In the case of neurodegenerative disorders, this may also require a deep dive into the gut microbiome, intestinal wall permeability, mechanisms of oxidative stress and mitochondrial failure, and many other factors that can be provoking your issues.


Our examination allows us to identify the areas and pathways of your brain that have been impacted by your condition. We begin by precisely quantifying the function of your visual, vestibular, and proprioceptive systems through computerized analysis of your eye movements, your inner ear reflexes, and your balance in a host of different sensory conditions. 

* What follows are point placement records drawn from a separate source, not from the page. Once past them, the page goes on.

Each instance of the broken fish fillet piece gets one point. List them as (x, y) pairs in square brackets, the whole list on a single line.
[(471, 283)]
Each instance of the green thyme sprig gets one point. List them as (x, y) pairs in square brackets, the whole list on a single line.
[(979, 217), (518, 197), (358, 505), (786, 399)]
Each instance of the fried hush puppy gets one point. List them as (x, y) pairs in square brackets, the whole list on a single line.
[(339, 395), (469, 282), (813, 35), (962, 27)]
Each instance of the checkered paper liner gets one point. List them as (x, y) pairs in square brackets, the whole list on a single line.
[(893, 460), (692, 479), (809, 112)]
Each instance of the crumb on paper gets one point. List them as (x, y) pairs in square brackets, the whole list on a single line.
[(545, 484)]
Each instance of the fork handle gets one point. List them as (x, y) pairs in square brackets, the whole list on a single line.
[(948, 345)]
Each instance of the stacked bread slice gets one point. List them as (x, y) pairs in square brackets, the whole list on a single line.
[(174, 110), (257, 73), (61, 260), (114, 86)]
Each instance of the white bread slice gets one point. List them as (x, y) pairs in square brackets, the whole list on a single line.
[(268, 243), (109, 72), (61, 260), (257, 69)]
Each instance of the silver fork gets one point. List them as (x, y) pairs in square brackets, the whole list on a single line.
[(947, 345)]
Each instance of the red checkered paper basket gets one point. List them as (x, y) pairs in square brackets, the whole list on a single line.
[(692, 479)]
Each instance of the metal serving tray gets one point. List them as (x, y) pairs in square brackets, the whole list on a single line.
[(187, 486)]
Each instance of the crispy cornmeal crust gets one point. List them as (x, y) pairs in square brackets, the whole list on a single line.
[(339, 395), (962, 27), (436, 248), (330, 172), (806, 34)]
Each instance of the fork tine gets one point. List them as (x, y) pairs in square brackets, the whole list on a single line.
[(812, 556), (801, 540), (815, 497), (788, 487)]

We employ technologies including Videooculography and Saccadometry to measure several classes of eye movements. We use Video Head Impulse Testing to measure the function of your inner ear, and Computerized Dynamic Posturography to assess your balance in different sensory conditions.


We use NeuroSensoryMotor Integration testing to evaluate hand-eye coordination and cognition, and Virtualis testing to assess dynamic eye tracking and perception of vertical in a virtual reality environment. 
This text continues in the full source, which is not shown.